Now Japan is faced with the same difficult options that it faced twenty years ago and that China faces today. It can privatize government assets, or it can revert to the bad old days of consumption constraining policies. But if it constrains consumption growth and does not replace consumption with a surge in investment, how can it possibly grow except with explosive growth in the trade surplus? Domestic consumption, domestic investment, and the trade surplus are, after all, the only sources of demand growth for any economy.
So where does all this leave us? It’s all pretty clear to me. Of the two big trade deficit entities, neither the US nor peripheral Europe can allow their deficits to rise and we may even see, in the latter case, a sharp drop in the deficit. Of the three big surplus countries, Germany is reluctant to allow it’s surplus to decline by much, and certainly if it declines faster than the European deficits decline, Europe’s debt crisis will be much worse than ever.

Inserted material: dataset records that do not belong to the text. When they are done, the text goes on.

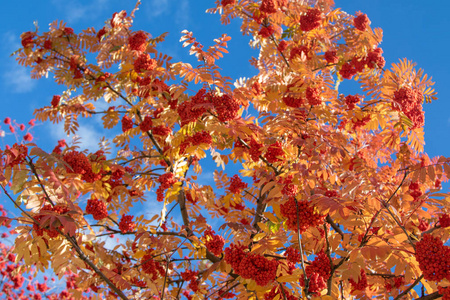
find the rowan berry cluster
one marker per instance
(14, 155)
(444, 220)
(166, 180)
(144, 63)
(351, 100)
(293, 255)
(414, 190)
(277, 291)
(433, 258)
(361, 284)
(192, 277)
(331, 57)
(127, 123)
(409, 101)
(138, 41)
(361, 22)
(311, 19)
(213, 242)
(151, 266)
(51, 231)
(445, 292)
(313, 96)
(80, 164)
(97, 209)
(307, 215)
(146, 124)
(236, 185)
(251, 266)
(161, 130)
(226, 106)
(299, 51)
(126, 224)
(289, 188)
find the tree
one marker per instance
(334, 198)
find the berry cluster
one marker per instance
(126, 224)
(279, 291)
(410, 103)
(213, 242)
(299, 51)
(192, 277)
(313, 96)
(433, 258)
(274, 153)
(307, 215)
(51, 231)
(151, 266)
(361, 284)
(137, 41)
(97, 209)
(127, 123)
(146, 124)
(331, 57)
(361, 22)
(414, 190)
(236, 185)
(351, 100)
(80, 164)
(445, 292)
(144, 63)
(444, 220)
(251, 266)
(311, 20)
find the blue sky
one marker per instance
(412, 29)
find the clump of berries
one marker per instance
(414, 190)
(213, 242)
(80, 164)
(97, 209)
(274, 153)
(236, 185)
(444, 220)
(251, 266)
(433, 258)
(361, 284)
(137, 41)
(166, 180)
(361, 22)
(126, 224)
(409, 101)
(311, 19)
(307, 215)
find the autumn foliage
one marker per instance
(320, 193)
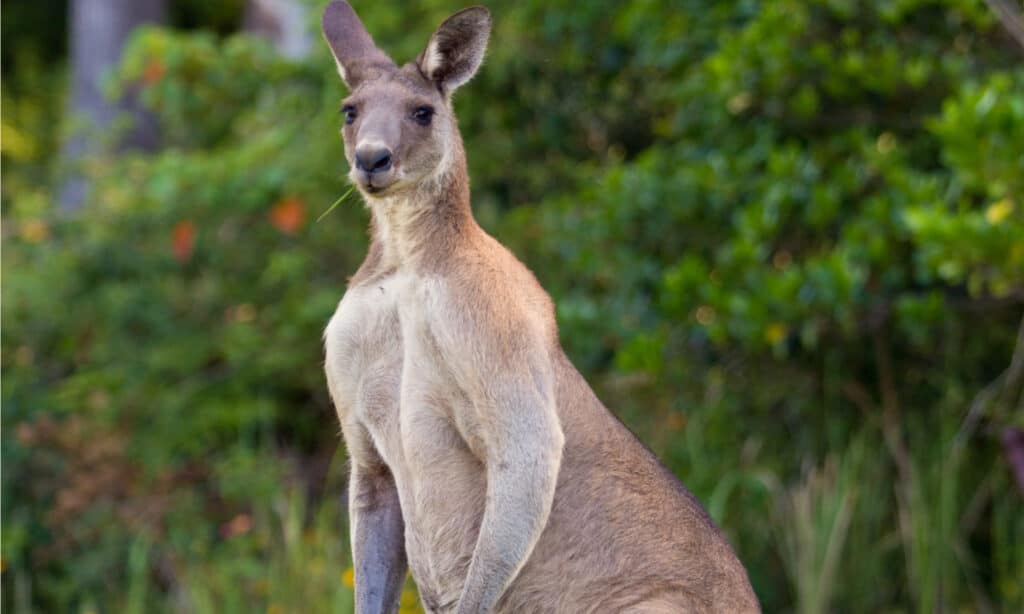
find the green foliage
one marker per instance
(783, 238)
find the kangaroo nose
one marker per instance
(373, 161)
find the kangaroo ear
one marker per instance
(351, 45)
(456, 48)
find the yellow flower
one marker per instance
(775, 333)
(997, 212)
(35, 230)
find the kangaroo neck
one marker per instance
(422, 226)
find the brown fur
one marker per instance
(479, 454)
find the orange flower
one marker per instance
(288, 215)
(153, 72)
(183, 239)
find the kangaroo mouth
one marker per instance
(374, 184)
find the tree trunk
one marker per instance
(98, 30)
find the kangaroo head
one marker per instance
(399, 129)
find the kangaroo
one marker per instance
(479, 455)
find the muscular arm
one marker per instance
(522, 462)
(376, 524)
(509, 379)
(378, 539)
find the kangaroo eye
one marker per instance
(349, 112)
(423, 115)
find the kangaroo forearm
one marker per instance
(519, 502)
(378, 553)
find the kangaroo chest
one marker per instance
(390, 378)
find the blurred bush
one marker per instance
(784, 239)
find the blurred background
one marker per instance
(785, 239)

China’s surplus can decline only if we see a very improbable decline in its savings rate or a very unwelcome increase in its investment rate – and my guess is that the internal pressures are for the savings rate to hold steady as the investment rate declines. And Japanese reluctance to solve its debt problems by privatization requires that it resolve them with an increase in the trade surplus.
Needless to say this isn’t going to work, and at least one of the above is going to be extremely disappointed. The “good” news is that if this conflict leads to much slower global growth, as it certainly will, the resulting reduction in commodity prices, including oil, will help absorb some of the changes in the trade imbalances as commodity exporting countries see their exports fall sharply. But I don’t see much other relief.